Действительно, соглашался шотландец, христианский Бог предпочитал делать, а не болтать.
Но тогда, сэр Макадамс воткнул меч в землю, тогда все еще хуже.
Если наш Господь прочерчивает путь невинной кровью, то чем же он, интересно, лучше идолов, требующих жертвоприношений? Или, быть может, я столь упрям, что не замечаю других знамений?
Шотландец выдохнул. Он вложил фламерг в ножны и взобрался на спину Валькирии.

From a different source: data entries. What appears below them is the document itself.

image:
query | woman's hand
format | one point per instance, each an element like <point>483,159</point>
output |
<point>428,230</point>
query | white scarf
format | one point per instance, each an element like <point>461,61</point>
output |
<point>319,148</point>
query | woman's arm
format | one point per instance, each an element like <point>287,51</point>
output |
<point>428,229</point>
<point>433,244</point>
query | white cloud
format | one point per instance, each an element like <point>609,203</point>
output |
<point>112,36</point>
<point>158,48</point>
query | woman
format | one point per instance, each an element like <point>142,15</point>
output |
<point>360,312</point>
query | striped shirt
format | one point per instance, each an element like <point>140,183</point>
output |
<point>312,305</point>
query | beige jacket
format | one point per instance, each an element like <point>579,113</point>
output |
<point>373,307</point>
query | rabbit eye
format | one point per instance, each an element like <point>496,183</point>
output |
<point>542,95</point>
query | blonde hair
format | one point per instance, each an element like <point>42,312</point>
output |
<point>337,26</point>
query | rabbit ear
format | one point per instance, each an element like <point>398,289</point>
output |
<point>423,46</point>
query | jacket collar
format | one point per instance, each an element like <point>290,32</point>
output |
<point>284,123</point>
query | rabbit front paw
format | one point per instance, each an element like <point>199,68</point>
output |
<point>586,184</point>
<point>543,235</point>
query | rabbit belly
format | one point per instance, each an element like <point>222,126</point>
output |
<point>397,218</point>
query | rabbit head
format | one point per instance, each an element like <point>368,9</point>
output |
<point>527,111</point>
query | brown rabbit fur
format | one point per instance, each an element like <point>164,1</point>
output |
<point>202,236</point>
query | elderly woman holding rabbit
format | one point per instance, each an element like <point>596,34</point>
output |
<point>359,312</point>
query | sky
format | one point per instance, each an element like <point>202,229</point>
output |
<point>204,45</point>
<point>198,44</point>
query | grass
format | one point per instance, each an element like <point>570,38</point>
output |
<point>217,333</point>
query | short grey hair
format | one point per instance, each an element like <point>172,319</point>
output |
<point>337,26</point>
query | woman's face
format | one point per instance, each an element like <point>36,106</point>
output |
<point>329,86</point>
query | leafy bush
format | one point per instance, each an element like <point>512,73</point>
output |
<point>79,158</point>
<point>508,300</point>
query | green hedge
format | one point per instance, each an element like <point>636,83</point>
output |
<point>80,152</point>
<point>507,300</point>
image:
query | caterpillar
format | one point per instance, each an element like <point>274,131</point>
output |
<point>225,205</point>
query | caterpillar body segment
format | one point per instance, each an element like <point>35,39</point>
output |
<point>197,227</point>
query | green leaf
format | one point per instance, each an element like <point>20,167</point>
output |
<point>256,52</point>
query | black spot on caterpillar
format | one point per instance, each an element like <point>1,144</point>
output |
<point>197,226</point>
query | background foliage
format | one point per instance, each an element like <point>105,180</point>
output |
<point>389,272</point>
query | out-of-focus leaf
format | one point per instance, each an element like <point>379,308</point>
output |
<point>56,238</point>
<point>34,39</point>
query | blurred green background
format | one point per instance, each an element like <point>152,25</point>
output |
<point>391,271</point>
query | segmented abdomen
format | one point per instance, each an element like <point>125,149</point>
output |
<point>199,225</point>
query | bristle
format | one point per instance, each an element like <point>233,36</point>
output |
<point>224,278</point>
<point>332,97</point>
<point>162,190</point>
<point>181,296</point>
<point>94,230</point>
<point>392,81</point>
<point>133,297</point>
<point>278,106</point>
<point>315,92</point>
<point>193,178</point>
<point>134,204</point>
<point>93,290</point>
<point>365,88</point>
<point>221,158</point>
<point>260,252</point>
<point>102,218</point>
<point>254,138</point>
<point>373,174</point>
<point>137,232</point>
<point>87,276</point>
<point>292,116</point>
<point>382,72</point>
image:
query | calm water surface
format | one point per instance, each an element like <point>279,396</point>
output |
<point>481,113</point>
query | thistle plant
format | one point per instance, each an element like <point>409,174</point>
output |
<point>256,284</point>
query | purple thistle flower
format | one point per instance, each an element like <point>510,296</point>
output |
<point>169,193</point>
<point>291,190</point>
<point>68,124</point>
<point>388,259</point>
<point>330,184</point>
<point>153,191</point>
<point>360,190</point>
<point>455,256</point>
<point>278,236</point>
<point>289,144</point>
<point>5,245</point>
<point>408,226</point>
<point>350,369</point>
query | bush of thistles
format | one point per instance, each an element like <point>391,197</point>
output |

Лучше предаться размышлениям по дороге, тем более, что царство хвои и тишины, никаких друг мыслей и не рождают. Сквозь черную землю с редкими островками пожухлой травы, присыпанной снегом, не прорастают светлые сказки вроде тех, которые мужчина рассказывал своей дочери.
Он пришпорил Валькирию и та рысью пошла по лесным тропкам, по следу Той, что сожрет даже ангела…

***
Шотландец почувствовал трупный смрад столь остро, что подумал, будто его воспоминания смешались с этой холодной действительностью,  и он вновь очутился на поле брани, где оплакивал погибший друзей, верных собратьев и мудрых наставников.
Только вот какая штука – пахло совсем не человеком.
Иезекииль прищурился.
- А ну ка, посмотрим… - сказал он и пришпорил верную Валькирию.
Всадник покинул хвойный лес и выехал на открытую равнину, или, если быть точным, некое плоское плато, слегка припорошенное снегом.
Рыцарь-изгнанник знал, о чем говорит. Он слишком, слишком часто видел покойников, и в самый последний раз в их роли выступала его собственная семья.
Кареглазая жена и маленькая светловолосая дочка.
Пульсирующим глазам шотландца открылись не людские тела.
Все плато, над которым кружило невесть откуда слетевшееся воронье, было устлано тушами северных оленей.
- Святая дева… - Иезекииль Макадамс осенил себя крестным знамением, а затем прикрыл нос ладонью – настолько невыносимым и тошнотворным был смрад. Даже мороз не был в силах прижать его к земле.  Он парил и застывал в воздухе.
Трупный запах отравлял  вокруг себя все. Воду, почву, растения. Сэр Макадамс хорошо помнил, что случилось с теми простолюдинами много лет назад, когда они осмелились набрать воды из колодца, куда один убийца с востока скидывал свои жертвы. Он отправил на тот свет не только их, но и целую шотландскую деревню, прежде чем его вздернули тамплиеры.
Шотландец выпрыгнул из седла и закашлялся. Вороны громкого закричали и вспорхнули к небу, оставили свой обед из гнилого мяса жирных опарышей.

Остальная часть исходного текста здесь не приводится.